Michele Martin, a UAW spokeswoman, didn’t respond to requests for comment or to interview union supporters in Alabama. King hasn’t said which automaker he’s trying to organize.
While Hyundai officials declined to speak about specific pay, workers said the hourly rate is generous for the area.
Montgomery’s median household income in 2009 was $42,346, about $9,000 less than the national median and $6,400 less than in Michigan, according to the U.S. Census 2009 American Community Survey.
Wanda Carter, a Hyundai hourly worker, said she doesn’t see a need for a union at the Alabama plant.
“Hyundai does the best they can do to work with the Hyundai employees,” said Carter, who declined to give her age.
She wasn’t alone. Workers at another potential UAW target, Volkswagen AG (VOW)’s new plant in Chattanooga, Tennessee, said they were excited just to have a job in the auto industry. There isn’t any talk of forming a union, said Terry Young, a line worker.
“You don’t want to look a gift horse in the mouth,” said Young, 34.
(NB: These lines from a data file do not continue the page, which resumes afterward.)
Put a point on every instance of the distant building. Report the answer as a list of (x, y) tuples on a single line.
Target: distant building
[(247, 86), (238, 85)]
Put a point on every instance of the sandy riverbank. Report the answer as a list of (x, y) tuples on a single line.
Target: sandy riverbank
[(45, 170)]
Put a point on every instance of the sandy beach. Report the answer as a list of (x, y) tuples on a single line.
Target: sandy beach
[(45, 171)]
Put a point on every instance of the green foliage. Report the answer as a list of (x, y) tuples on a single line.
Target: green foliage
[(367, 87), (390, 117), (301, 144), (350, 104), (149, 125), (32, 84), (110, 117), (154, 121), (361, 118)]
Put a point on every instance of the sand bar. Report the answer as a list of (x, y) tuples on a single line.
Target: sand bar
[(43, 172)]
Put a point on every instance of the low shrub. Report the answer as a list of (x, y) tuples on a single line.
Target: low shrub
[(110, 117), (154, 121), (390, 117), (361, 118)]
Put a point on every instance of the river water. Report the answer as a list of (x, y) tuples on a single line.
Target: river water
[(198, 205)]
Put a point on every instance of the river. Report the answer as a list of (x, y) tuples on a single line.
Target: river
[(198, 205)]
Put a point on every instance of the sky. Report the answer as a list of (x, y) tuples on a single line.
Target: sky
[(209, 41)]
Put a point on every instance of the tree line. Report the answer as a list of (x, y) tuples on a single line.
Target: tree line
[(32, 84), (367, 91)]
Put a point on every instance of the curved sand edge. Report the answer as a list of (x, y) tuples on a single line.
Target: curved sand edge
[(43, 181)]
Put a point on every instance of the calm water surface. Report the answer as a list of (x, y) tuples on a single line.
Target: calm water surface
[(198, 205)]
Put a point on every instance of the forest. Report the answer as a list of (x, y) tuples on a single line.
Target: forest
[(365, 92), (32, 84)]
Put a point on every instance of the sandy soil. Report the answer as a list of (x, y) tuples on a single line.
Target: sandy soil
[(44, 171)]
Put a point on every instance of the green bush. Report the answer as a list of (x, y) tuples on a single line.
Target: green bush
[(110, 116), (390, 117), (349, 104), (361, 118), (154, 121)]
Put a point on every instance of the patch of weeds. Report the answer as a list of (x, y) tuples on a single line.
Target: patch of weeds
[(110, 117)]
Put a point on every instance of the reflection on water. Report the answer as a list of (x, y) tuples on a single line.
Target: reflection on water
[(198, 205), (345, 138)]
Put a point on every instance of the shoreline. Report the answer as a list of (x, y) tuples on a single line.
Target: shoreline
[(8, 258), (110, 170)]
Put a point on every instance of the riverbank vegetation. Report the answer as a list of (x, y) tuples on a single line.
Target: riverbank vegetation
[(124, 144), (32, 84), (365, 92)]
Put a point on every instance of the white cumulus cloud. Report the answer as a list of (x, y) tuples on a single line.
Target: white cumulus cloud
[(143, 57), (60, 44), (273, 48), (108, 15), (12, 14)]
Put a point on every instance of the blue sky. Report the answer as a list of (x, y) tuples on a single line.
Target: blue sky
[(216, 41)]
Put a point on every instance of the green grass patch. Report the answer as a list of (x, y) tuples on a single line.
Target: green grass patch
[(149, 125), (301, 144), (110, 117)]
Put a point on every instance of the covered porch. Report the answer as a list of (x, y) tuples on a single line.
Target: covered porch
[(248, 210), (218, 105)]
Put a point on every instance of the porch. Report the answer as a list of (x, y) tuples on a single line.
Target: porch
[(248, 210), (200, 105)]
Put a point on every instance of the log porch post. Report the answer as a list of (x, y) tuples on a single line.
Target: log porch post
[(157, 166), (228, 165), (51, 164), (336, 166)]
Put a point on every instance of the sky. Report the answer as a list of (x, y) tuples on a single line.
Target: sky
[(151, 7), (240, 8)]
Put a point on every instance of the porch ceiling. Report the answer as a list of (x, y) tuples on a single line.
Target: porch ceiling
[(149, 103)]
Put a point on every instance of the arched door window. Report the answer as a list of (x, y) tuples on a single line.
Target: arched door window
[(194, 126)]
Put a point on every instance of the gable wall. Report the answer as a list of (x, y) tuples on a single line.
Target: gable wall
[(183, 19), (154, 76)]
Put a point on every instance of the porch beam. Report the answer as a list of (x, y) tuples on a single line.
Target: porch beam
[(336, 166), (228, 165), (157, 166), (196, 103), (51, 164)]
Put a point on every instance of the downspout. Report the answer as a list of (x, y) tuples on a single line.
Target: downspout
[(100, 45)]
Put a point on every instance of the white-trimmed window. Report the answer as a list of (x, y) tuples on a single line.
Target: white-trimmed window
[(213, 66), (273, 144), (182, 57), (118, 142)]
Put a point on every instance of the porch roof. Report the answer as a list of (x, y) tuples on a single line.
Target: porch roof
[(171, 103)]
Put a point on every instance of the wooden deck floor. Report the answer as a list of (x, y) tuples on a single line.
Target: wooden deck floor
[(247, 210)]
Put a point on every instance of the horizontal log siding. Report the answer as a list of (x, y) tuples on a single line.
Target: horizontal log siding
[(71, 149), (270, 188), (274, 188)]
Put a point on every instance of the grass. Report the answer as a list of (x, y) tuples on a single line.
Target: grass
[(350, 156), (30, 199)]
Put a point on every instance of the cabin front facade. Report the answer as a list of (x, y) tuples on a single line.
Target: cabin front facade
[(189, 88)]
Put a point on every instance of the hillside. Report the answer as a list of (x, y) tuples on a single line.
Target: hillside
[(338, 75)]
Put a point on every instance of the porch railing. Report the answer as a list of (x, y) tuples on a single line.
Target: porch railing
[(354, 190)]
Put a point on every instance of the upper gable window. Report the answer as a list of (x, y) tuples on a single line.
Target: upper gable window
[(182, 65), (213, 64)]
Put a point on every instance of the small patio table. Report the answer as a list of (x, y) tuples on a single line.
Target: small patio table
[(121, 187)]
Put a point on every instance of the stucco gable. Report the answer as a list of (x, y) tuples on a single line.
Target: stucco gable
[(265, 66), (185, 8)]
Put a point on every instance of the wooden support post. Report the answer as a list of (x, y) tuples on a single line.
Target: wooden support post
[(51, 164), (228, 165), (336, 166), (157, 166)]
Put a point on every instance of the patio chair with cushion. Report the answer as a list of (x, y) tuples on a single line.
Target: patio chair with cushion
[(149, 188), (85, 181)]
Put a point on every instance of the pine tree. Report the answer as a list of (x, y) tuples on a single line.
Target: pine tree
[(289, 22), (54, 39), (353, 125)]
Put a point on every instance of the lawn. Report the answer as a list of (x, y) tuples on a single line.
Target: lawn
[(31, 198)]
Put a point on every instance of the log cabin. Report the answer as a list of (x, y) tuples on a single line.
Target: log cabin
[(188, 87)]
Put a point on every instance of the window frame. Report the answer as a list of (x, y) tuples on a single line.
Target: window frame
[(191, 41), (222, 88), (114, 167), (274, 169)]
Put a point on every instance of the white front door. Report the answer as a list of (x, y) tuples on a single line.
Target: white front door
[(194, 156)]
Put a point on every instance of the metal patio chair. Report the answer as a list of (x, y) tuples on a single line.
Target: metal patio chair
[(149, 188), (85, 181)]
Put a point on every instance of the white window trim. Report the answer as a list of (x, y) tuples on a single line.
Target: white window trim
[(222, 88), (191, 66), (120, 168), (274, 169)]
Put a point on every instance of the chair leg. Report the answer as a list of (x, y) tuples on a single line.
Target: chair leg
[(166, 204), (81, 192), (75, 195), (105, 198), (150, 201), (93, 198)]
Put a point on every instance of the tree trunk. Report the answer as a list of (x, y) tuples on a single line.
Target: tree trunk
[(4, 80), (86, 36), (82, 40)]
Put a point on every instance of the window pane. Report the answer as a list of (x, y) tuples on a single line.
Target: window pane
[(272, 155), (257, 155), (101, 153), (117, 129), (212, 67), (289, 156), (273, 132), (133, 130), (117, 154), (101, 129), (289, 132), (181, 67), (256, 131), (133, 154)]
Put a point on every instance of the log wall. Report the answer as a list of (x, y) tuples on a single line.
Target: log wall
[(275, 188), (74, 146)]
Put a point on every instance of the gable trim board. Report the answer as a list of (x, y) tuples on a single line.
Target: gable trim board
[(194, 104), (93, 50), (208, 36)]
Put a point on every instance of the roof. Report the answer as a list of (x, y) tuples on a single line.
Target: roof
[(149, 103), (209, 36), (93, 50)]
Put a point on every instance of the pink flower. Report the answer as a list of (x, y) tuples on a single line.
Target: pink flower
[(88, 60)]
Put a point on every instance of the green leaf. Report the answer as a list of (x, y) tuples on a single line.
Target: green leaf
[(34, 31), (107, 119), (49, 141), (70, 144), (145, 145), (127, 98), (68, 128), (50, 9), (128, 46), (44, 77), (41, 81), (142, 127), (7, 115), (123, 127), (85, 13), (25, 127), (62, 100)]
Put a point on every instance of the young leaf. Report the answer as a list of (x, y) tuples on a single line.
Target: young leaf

The position is much safer than his previous job as a welder at construction sites and the pay is “great” for the area, he said.
“This is one of the good jobs,” Young said. “I love it.”
Naturally, the unions aren’t thrilled with all this so it’s time to play hardball.
King has said the union has set aside $60 million from its strike fund to organize the U.S. workers of an Asian or European automaker this year. He’s said the campaign will aim to put public pressure on the companies and accuse them of violating workers’ human rights if they try to block organizing efforts.
“If a company makes the bad business decision to engage in anti-union activity, suppress the rights of freedom of speech and assembly, we will launch a global campaign to brand that company a human-rights violator,” King said in a Jan. 12 speech in Detroit. “We do not want to fight, but we will not run from a fight.”